Authors writing documents imprint identifying information within their texts:
vocabulary, registry, punctuation, misspellings, or even emoji usage. Finding
these details is very relevant to profile authors, relating back to their
gender, occupation, age, and so on. But most importantly, repeating writing
patterns can help attributing authorship to a text. Previous works use
hand-crafted features or classification tasks to train their authorship models,
leading to poor performance on out-of-domain authors. A better approach to this
task is to learn stylometric representations, but this by itself is an open
research challenge. In this paper, we propose PART: a contrastively trained
model fit to learn \textbf{authorship embeddings} instead of semantics. By
comparing pairs of documents written by the same author, we are able to
determine the proprietary of a text by evaluating the cosine similarity of the
evaluated documents, a zero-shot generalization to authorship identification.

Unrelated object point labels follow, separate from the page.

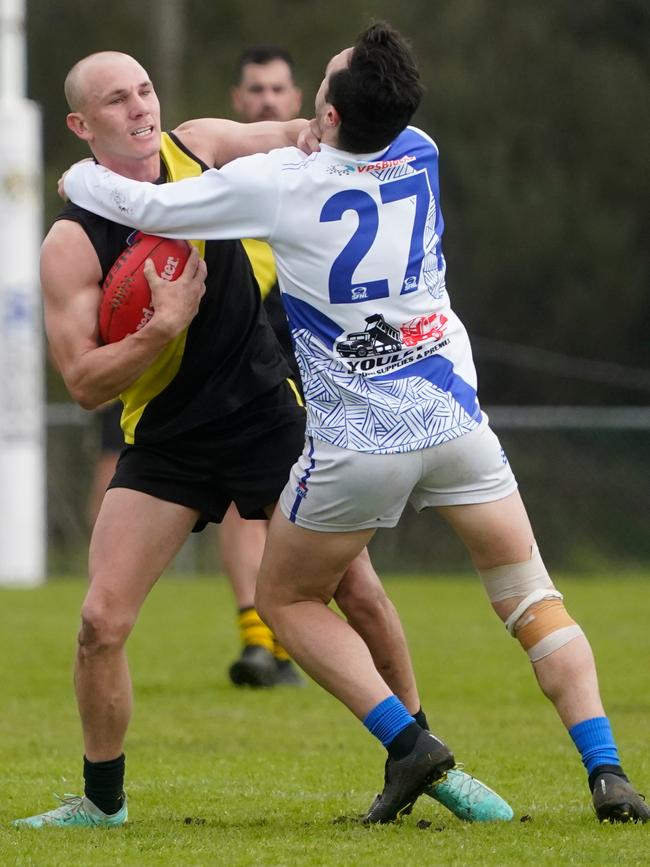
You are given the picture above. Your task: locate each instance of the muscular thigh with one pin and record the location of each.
(134, 539)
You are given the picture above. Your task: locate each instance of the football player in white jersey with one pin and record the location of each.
(393, 414)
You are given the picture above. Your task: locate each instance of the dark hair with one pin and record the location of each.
(262, 54)
(378, 93)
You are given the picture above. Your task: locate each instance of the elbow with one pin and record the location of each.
(85, 396)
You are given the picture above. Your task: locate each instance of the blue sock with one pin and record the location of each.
(595, 742)
(388, 719)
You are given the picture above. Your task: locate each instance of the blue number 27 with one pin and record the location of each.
(343, 290)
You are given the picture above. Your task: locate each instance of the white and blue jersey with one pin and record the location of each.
(386, 365)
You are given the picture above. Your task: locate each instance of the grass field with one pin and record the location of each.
(222, 776)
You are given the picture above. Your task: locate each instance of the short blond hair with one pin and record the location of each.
(74, 86)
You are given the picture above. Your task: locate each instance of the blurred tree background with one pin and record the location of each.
(540, 111)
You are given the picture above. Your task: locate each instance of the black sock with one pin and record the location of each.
(421, 720)
(104, 783)
(617, 770)
(403, 743)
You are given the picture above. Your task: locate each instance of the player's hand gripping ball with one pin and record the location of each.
(126, 297)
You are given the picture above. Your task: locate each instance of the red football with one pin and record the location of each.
(126, 298)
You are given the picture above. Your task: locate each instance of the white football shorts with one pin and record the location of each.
(331, 489)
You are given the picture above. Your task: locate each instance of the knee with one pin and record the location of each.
(361, 596)
(103, 628)
(532, 609)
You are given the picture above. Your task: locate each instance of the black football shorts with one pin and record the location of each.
(243, 458)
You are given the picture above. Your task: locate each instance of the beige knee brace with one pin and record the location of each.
(540, 621)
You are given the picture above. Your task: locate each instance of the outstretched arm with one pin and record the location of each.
(217, 141)
(239, 201)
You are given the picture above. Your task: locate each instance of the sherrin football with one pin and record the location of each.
(125, 306)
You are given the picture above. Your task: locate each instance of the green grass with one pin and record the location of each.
(262, 775)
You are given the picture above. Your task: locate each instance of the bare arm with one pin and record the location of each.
(70, 277)
(217, 141)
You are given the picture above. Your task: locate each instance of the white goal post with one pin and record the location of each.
(22, 435)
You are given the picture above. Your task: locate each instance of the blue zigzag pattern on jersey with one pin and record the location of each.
(379, 414)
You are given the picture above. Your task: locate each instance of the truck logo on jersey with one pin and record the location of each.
(381, 347)
(378, 338)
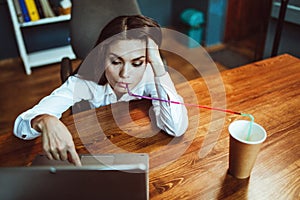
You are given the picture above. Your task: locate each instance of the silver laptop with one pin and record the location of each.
(108, 176)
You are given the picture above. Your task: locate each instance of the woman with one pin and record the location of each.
(126, 55)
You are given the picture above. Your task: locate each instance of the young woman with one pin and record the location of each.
(126, 55)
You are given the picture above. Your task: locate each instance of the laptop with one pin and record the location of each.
(106, 176)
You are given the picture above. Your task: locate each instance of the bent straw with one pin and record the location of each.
(199, 106)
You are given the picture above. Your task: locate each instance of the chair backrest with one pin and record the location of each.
(88, 17)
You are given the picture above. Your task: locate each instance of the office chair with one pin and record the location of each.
(88, 18)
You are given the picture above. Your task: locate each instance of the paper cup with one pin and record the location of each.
(243, 152)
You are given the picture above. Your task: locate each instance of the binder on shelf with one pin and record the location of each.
(48, 12)
(32, 10)
(18, 11)
(24, 11)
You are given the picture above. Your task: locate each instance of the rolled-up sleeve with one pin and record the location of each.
(170, 117)
(72, 91)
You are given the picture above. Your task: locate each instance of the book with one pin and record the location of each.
(48, 12)
(18, 11)
(39, 8)
(24, 11)
(32, 10)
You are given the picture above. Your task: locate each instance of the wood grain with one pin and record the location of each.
(268, 89)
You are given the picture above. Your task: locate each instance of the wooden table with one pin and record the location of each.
(269, 90)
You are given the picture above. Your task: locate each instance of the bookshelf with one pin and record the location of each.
(42, 57)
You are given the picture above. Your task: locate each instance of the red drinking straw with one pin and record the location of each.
(186, 104)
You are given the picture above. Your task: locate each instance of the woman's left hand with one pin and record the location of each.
(154, 58)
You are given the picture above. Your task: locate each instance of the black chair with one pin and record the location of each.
(88, 18)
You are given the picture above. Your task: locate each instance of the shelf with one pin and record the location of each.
(49, 20)
(49, 56)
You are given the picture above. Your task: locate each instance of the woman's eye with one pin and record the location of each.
(115, 62)
(137, 64)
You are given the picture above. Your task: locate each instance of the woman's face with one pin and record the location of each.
(125, 64)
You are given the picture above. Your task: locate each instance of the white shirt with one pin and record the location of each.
(172, 118)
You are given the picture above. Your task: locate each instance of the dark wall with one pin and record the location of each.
(166, 12)
(47, 36)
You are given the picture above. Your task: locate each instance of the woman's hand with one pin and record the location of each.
(57, 140)
(154, 58)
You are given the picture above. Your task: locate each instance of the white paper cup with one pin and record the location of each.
(243, 152)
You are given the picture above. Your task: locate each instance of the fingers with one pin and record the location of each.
(74, 158)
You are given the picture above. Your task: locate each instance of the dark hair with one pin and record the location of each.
(123, 28)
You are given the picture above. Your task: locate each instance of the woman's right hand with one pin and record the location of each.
(57, 140)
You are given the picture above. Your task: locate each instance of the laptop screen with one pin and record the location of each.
(118, 180)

To this end, a pre-trained Transformer with an LSTM head is trained with the
contrastive training method. We train our model on a diverse set of authors,
from literature, anonymous blog posters and corporate emails; a heterogeneous
set with distinct and identifiable writing styles. The model is evaluated on
these datasets, achieving zero-shot 72.39\% and 86.73\% accuracy and top-5
accuracy respectively on the joint evaluation dataset when determining
authorship from a set of 250 different authors. We qualitatively assess the
representations with different data visualizations on the available datasets,
profiling features such as book types, gender, age, or occupation of the
author